On November 9, Russian Defense Minister Sergei Shoigu announced the withdrawal of Russian troops from the city of Kherson, a significant and embarrassing defeat for the Kremlin. Kherson, one of the regions annexed through sham referendums, represented the only regional capital that Russia had seized since the war began, and its loss is not only tactically but strategically damaging. However, Russian and Ukrainian forces face a long winter ahead, as changing weather will complicate both offensive and defensive operations in the coming months.
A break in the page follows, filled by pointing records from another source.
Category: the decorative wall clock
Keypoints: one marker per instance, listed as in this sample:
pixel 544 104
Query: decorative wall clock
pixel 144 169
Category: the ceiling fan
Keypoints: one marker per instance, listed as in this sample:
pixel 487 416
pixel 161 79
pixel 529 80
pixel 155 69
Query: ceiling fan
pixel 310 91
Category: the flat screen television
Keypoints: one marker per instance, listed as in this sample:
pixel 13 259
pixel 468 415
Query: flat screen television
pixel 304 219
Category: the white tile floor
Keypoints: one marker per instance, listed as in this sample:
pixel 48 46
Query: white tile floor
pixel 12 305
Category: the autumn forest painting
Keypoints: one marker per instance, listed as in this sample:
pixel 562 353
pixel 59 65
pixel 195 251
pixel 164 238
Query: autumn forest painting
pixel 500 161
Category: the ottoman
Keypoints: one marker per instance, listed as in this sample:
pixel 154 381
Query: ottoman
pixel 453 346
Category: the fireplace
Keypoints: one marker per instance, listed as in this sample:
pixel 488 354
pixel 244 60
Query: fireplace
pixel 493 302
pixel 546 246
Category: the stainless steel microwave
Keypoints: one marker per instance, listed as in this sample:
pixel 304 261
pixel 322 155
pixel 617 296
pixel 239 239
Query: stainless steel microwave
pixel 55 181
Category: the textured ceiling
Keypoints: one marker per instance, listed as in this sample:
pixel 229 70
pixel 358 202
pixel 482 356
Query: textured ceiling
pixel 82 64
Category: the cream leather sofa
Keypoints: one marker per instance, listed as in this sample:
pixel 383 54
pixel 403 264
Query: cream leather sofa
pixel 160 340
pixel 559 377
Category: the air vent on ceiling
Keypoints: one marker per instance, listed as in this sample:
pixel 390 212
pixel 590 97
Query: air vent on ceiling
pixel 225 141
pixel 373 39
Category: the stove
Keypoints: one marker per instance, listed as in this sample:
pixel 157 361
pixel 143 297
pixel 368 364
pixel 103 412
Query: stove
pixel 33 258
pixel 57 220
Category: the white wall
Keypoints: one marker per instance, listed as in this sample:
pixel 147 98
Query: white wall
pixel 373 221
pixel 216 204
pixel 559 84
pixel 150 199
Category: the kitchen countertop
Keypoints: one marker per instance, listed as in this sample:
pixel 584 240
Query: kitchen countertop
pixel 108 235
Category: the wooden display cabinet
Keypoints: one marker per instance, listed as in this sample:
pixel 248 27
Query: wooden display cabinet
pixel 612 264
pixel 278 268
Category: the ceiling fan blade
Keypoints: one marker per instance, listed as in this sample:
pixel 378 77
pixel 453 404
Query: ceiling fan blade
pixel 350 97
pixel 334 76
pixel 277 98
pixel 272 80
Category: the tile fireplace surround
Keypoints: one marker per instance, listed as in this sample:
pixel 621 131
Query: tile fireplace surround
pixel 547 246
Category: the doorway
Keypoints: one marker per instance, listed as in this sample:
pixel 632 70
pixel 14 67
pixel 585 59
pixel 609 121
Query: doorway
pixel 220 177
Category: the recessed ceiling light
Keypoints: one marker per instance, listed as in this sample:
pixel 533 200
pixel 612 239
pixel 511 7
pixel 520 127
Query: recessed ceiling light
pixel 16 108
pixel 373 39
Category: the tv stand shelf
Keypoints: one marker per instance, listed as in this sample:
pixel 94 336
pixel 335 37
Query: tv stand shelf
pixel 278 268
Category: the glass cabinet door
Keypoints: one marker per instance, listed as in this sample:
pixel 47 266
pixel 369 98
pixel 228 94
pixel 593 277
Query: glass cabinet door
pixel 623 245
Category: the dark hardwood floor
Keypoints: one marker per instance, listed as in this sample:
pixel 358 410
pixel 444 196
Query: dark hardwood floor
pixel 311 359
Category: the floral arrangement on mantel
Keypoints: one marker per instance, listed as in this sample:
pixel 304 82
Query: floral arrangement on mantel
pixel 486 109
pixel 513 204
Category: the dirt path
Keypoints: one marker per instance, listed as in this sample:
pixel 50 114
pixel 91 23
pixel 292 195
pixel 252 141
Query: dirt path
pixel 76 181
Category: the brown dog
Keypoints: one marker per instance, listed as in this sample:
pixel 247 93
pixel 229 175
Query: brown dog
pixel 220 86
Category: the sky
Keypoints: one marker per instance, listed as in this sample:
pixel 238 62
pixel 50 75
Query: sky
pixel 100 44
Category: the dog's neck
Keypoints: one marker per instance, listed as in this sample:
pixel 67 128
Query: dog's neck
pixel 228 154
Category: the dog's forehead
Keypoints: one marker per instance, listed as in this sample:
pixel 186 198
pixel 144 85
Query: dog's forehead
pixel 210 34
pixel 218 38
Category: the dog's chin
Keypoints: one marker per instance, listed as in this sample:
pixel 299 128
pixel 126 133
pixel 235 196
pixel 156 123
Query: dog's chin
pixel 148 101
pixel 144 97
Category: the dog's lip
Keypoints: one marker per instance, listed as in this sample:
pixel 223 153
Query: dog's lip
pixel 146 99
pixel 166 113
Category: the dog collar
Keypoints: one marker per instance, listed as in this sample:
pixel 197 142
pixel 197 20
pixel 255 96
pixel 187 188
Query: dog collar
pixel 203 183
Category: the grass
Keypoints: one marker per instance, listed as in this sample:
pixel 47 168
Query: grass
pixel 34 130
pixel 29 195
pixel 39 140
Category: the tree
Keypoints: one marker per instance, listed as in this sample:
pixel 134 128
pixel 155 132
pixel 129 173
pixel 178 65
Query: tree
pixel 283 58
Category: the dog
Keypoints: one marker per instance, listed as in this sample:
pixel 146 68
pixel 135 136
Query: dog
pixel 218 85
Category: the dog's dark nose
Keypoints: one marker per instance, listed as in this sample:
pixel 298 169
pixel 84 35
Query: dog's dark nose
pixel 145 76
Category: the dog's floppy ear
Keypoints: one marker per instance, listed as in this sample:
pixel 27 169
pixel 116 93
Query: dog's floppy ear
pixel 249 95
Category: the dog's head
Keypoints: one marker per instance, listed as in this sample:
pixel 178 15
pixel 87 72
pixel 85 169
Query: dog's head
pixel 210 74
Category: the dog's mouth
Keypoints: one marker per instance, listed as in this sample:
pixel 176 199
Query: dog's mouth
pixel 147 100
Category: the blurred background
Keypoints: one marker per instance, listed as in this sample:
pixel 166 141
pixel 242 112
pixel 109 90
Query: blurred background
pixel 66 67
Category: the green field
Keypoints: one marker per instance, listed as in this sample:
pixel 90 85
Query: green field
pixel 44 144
No doubt, Armed Forces of Ukraine (AFU) troops bedding down in Kherson are asking themselves “what are we doing next?” Indications are that this war will continue for some time, despite the AFU’s incredible and valorous successes. Ukraine must carefully balance the allure of capitalizing on momentum against a weakened opponent with the challenge of sustaining hard-won gains through the winter.

However, time is not on Kyiv’s side. Ukraine’s ability to sustain the fight against Russia hinges on NATO and US support and, as the West endures higher energy and food costs, the calls for an end to the war will only grow louder.

The calendar—and conditions—change

Building on momentum. The AFU unquestionably has the momentum in the war given a string of victories in Kharkiv, Izyum, Lyman, and now Kherson—this despite Russia utilizing terror tactics such as targeting Ukrainian power infrastructure and civilians, indiscriminate targeting with Iranian loitering munitions, and threatening the Zaporizhzhia nuclear power plant. The AFU effectively cut off Russian troops from critical ground lines of communication across the Dnipro River through systematic targeting of bridges and crossings. Over time, these tactics eventually forced Russia to concede that its position was impossible to defend and proved decisive in avoiding catastrophic urban warfare.

  • Winter is coming. As winter approaches, the type of offensive operations that the AFU has successfully executed will become increasingly challenging due to harsh weather, ground conditions, and shifting prioritization for sustainment and logistics. Ground mobility, concealment, and reconnaissance can all become increasingly difficult in the mud, snow, and brutal cold weather conditions in the region. Accordingly, we are seeing AFU requests for international support shift from tanks to air defenses and now to sustainment equipment such as generators. The inherent challenges of warfare, particularly offensive operations, in cold weather conditions may impact decision-making on the consolidation of gains versus onward advancement.
  • The Kremlin’s approach. Russia is moving to consolidate into more defensible positions in historically held terrain to the east of the Dnipro River and to the south near Crimea. Given the challenges Russia has had with training and equipping its newly mobilized troops (numbering around three hundred thousand personnel), consolidation to more advantageous defensive positions may allow for the time necessary to properly outfit new units. In fact, it may be Russia’s tactic to force a stalemate through the winter from more entrenched positions with the intent to begin rotating newly trained and equipped mobilization forces to the front as spring approaches.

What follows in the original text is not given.